‘It feels like it was just yesterday we pointed out that the Twitter censor machine had gone into overdrive, concerning itself with policing mean comments and curse words. Now, the censorship machine is sliding even further down the slippery slope.
In a blog post published yesterday, Twitter said it would be “introducing new labels and warning messages that will provide additional context and information on some Tweets containing disputed or misleading information related to COVID-19.”
In other words, the site’s efforts to police coronavirus discussion using the WHO as a truth rubric – which resulted in Zero Hedge’s permanent ban from the site for accurately predicting that the Wuhan Institute of Virology was likely at the middle of the ongoing global pandemic – hasn’t been enough.
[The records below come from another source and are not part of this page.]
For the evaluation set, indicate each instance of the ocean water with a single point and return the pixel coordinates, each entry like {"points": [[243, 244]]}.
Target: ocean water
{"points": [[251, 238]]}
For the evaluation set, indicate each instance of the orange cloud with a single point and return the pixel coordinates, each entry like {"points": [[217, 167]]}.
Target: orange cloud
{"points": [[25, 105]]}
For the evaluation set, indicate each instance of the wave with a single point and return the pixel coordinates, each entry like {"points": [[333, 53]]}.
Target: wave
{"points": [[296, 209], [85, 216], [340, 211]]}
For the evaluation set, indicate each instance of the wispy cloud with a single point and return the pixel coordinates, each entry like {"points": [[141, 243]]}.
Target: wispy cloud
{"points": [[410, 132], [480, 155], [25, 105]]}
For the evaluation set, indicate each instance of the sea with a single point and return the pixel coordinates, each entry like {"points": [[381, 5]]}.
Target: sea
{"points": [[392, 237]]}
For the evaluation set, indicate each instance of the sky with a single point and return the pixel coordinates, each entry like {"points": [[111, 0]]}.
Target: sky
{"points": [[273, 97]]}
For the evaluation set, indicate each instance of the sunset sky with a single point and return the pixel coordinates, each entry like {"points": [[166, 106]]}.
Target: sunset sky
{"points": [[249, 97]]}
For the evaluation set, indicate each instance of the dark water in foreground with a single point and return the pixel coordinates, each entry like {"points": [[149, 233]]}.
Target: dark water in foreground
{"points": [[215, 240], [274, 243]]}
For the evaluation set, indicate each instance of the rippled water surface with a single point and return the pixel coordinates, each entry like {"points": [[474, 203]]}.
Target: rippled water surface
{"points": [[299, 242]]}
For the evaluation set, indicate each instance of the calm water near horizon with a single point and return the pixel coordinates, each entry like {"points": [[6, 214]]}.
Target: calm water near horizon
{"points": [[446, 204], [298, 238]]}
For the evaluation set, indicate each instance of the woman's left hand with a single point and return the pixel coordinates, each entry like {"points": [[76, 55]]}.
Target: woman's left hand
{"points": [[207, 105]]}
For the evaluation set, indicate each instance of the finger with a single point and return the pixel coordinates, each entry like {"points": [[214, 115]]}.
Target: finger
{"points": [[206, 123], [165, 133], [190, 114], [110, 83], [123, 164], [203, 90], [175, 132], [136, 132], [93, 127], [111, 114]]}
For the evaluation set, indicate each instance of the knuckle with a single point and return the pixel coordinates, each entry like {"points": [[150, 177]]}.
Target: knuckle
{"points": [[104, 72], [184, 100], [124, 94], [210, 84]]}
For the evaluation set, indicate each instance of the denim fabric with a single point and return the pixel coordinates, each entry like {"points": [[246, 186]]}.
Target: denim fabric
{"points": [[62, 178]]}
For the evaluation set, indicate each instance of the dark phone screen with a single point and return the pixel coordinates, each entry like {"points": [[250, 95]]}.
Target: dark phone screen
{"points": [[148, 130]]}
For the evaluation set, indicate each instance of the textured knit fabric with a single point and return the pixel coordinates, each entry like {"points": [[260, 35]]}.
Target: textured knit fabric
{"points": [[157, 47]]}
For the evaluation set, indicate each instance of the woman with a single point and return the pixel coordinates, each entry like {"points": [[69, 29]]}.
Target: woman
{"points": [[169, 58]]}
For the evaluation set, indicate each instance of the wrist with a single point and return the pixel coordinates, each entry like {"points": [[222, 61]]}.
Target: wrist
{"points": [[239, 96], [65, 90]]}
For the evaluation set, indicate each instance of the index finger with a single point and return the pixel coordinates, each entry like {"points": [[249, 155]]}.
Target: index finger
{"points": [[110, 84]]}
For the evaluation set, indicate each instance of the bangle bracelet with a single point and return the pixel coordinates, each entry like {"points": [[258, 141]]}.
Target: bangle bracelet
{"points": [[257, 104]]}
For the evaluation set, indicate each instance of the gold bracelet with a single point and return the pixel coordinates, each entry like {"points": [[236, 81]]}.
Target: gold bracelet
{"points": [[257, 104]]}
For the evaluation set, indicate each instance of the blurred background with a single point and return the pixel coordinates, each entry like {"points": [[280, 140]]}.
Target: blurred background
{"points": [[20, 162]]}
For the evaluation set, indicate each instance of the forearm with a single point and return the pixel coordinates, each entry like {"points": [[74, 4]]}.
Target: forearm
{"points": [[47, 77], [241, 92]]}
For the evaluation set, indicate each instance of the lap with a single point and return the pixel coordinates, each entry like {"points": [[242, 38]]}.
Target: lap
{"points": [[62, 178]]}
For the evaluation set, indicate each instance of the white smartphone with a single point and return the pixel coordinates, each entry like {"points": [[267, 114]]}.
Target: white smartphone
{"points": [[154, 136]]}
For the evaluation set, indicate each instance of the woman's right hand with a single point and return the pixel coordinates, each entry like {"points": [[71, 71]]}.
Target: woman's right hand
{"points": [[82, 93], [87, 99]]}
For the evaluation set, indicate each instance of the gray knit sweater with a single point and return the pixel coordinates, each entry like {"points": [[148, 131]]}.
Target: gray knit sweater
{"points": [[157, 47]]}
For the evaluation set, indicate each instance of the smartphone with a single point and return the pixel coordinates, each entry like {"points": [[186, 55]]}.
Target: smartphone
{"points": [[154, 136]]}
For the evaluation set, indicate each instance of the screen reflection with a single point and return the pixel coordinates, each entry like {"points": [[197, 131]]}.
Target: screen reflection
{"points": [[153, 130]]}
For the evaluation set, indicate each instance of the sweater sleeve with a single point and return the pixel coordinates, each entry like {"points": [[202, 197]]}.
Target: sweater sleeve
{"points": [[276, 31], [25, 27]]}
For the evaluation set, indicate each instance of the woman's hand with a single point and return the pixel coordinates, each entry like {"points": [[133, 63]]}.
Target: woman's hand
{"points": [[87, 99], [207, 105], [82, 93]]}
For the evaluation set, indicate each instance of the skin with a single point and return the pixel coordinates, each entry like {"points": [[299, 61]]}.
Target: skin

The site says it is now going to append labels to Tweets “containing potentially harmful, misleading information related to COVID-19” and that the change is going to be retrofit to all previous Tweets.
The labels will link to a “Twitter-curated page or external trusted source containing additional information on the claims made within the Tweet.”
Warnings could also be applied to Tweets, the site said. The warnings “will inform people that the information in the Tweet conflicts with public health experts’ guidance before they view it.”
Twitter said it will take action based on three broad categories:
- Misleading information — statements or assertions that have been confirmed to be false or misleading by subject-matter experts, such as public health authorities.
- Disputed claims — statements or assertions in which the accuracy, truthfulness, or credibility of the claim is contested or unknown.
- Unverified claims — information (which could be true or false) that is unconfirmed at the time it is shared.’